First of all, I want to thank my friend, Mr. Baber, for these amendments, because I share his desire for a Criminal Code clause that includes the wilful promotion of terrorist activities or the activities of a terrorist group. I share his view that this should be in the Criminal Code. I share his view that it should be a specific offence, and I appreciate his leadership in putting forward a private member's bill on this subject, but I think we all, on both sides of the aisle, who care about having this as an offence, want to put it in Bill C-9, a government bill, to ensure that it becomes law even more quickly. Then we can give Mr. Baber due credit and allow him to put forward a different private member's bill if needed.
The goal is to make this law. I think we should agree on that. I think we differ on just a couple of issues that I would consider the two major issues.
One is that we don't want any amendment that this committee may pass to be struck down by the Speaker as being outside the scope of the bill. Using clauses that are outside of what the bill originally intended to do makes the danger of that much greater. I totally understand why my colleague is rightly saying that this is a terrorist offence and it should go in the terrorist section of the bill, but there was no terrorist section of the bill. To me, adding this as a clause in that section creates a risk that, regardless of how this committee votes.... The Speaker today struck down amendments from a different committee. I would rather see it in the sections of the act that we're amending, to remove or mitigate that risk.

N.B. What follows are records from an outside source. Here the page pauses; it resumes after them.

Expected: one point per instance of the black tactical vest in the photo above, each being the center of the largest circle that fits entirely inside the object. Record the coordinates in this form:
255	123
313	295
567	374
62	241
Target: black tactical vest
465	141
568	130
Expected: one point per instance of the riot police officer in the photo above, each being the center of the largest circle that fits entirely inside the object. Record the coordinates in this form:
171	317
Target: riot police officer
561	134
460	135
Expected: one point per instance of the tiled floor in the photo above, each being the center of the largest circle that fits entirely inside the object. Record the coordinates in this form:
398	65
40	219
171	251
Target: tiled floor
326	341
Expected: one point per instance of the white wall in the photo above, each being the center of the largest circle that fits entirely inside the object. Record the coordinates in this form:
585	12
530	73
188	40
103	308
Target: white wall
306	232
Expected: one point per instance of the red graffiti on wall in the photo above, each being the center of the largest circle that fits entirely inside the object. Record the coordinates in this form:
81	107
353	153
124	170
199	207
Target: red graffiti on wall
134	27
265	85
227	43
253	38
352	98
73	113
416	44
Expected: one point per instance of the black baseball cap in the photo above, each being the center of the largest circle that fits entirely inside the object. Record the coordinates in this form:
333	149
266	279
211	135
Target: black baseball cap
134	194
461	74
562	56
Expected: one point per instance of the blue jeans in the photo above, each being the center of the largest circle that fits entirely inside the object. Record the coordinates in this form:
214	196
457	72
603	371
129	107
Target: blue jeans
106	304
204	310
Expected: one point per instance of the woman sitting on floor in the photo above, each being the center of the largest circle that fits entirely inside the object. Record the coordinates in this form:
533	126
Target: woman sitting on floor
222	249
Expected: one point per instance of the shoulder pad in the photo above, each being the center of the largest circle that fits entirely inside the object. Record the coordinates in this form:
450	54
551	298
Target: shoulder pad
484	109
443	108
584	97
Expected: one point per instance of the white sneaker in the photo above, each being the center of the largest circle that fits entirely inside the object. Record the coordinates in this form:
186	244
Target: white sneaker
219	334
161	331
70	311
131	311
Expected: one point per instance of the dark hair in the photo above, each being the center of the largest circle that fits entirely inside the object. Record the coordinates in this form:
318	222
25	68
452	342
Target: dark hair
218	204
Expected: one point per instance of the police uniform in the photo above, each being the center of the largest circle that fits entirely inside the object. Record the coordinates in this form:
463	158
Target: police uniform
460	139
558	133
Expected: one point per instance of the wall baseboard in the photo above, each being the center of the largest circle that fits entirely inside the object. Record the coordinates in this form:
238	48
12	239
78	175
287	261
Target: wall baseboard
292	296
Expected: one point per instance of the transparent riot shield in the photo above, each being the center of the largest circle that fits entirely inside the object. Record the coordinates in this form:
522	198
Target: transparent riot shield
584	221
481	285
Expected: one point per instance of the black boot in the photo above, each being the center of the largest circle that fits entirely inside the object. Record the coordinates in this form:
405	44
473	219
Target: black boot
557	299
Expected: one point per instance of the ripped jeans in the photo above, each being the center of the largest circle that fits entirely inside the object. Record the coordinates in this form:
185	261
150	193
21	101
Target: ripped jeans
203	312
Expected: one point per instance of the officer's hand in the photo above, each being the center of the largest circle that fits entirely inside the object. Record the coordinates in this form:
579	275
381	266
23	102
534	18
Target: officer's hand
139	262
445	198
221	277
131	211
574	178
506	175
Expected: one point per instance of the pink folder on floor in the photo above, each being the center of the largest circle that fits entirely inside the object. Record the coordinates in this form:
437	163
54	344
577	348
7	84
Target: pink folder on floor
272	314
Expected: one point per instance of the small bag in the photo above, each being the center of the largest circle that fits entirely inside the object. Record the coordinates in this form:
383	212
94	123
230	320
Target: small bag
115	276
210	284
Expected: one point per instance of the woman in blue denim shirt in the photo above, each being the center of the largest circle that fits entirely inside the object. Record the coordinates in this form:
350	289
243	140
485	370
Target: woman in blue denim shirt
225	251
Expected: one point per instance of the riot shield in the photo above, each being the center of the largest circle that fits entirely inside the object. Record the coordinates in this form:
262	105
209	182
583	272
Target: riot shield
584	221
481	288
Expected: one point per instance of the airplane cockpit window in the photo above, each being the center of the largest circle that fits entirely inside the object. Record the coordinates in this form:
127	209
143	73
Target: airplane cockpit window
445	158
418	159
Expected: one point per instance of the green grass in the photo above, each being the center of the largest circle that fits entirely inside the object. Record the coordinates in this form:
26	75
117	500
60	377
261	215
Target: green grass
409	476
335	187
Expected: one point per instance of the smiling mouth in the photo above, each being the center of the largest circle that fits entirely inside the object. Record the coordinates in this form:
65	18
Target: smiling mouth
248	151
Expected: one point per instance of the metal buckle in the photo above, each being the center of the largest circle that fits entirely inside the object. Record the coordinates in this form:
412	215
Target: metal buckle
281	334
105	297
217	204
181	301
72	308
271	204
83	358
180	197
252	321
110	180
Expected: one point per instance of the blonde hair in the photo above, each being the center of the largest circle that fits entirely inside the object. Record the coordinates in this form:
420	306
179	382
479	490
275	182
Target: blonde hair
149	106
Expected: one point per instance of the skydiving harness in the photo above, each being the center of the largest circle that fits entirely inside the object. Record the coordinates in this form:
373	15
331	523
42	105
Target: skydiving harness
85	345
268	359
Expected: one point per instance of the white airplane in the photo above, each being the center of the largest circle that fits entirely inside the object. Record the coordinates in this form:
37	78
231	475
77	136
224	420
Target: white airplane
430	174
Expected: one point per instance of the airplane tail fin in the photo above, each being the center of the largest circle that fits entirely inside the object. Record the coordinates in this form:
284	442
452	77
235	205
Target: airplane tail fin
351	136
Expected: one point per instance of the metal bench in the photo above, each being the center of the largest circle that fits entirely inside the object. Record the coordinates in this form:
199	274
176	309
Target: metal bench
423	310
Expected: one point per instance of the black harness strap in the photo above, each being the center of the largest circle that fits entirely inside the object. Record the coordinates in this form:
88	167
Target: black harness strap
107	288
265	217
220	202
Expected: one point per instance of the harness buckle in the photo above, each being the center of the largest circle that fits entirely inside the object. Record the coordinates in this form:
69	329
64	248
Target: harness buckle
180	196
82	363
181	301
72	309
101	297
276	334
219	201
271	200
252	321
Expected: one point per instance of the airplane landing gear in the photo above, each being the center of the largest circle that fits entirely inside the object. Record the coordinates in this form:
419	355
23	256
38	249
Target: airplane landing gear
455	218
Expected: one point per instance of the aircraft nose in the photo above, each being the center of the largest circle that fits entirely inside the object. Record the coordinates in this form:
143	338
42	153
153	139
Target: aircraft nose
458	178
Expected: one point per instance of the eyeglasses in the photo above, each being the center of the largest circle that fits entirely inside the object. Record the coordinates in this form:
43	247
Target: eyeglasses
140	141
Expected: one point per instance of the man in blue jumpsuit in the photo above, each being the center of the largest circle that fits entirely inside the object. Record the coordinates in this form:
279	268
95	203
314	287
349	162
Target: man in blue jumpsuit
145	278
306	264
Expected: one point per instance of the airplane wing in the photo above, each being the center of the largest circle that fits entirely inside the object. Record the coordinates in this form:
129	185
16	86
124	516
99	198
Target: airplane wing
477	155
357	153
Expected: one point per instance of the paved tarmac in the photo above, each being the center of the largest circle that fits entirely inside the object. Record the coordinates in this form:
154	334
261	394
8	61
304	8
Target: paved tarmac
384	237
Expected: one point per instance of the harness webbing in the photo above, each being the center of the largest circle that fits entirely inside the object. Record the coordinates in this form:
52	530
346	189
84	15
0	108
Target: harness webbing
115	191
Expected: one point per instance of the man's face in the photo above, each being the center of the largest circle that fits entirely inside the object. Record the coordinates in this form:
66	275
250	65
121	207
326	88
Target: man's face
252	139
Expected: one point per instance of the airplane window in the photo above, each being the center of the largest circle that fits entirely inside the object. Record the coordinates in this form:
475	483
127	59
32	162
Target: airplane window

The other question we both have.... I'm sure we all agree that we want this to be upheld constitutionally. I think there are two differences in how we treated the issue. One is that “communicating statements” incorporates private conversations in CPC-2, and LIB-2 does not incorporate private conversations. I think incorporating private conversations creates a charter risk.
I don't know if you folks would want to opine on the potential charter risk of incorporating private statements, but at least in my view, it does. I'll let you come back and let me know if you have a position on it or not, if you're allowed to speak on it. I don't know if you are or not, because if that's legal advice, I understand you can't.